Тут, наверное, не место погружаться во все дорогие мне сцены, о которых так и хочется начать говорить и которые были овеяны каким-то нашим удивительным единством: меня, художников и актеров. Хочу сказать только, что в тот момент, когда мне попались на глаза эти две бумажки, удивительным образом родился замысел этого спектакля, который я долгое время не мог сам сформулировать – ни себе, ни людям, которые меня об этом спрашивали. И только однажды, когда спектакль был уже готов и шли последние репетиции, одна замечательная женщина оказалась в зале, и я спросил ее после репетиции: «Как бы ты сказала, о чем это? У меня как-то не получается сформулировать». Она так удивленно на меня посмотрела и сказала: «Ну как, это же стихи Пастернака. „Но кто мы и откуда, / Когда от всех тех лет / Остались пересуды, / А нас на свете нет?“»

В спектакле мы использовали музыку вокального цикла «Из еврейской народной поэзии» Шостаковича, фрагмент из его 7-й симфонии и из других произведений.
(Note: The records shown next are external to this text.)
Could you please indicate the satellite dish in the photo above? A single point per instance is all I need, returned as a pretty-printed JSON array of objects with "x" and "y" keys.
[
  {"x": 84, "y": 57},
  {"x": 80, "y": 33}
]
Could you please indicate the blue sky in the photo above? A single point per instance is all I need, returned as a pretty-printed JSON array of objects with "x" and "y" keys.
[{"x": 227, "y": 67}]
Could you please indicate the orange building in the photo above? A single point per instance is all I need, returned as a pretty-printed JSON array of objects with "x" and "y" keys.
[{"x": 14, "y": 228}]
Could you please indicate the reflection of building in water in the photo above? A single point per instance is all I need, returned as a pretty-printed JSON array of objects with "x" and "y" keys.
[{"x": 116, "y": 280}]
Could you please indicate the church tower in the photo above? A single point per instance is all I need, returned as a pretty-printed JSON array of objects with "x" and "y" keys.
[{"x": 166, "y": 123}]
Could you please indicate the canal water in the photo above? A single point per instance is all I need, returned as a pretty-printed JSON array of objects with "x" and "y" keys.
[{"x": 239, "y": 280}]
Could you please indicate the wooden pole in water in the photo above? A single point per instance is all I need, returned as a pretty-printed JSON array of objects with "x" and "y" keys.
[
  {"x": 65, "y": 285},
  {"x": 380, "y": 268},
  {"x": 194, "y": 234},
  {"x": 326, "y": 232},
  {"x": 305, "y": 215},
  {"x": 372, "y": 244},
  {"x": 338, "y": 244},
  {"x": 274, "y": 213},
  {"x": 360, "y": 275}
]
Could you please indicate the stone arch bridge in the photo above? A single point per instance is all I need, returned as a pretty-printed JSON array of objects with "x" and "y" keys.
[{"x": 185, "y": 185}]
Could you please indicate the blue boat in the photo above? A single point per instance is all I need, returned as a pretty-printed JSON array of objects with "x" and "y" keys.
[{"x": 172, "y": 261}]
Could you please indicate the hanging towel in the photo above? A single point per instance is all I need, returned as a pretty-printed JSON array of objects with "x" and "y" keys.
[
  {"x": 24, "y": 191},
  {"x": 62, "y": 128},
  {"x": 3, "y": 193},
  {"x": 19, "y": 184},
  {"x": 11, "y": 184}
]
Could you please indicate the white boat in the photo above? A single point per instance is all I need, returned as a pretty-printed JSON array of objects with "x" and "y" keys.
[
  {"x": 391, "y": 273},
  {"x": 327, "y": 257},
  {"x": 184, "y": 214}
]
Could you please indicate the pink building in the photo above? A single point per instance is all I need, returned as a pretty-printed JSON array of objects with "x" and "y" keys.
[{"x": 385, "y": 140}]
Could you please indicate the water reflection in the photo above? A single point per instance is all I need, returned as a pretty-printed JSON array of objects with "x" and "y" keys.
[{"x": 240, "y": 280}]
А также голос самого Шостаковича.

В спектакле были заняты: Максим Маминов, Сергей Мелконян, Аркадий Кириченко, Мария Гулик и другие. Спектакль был награжден премией «Золотая маска» как лучший спектакль и побывал на разных театральных фестивалях – во Франции, Великобритании, Германии, на Тайване, в Америке и в других странах. Художники спектакля Мария Трегубова и Вера Мартынова также были награждены премией «Золотая маска» как лучшие художники.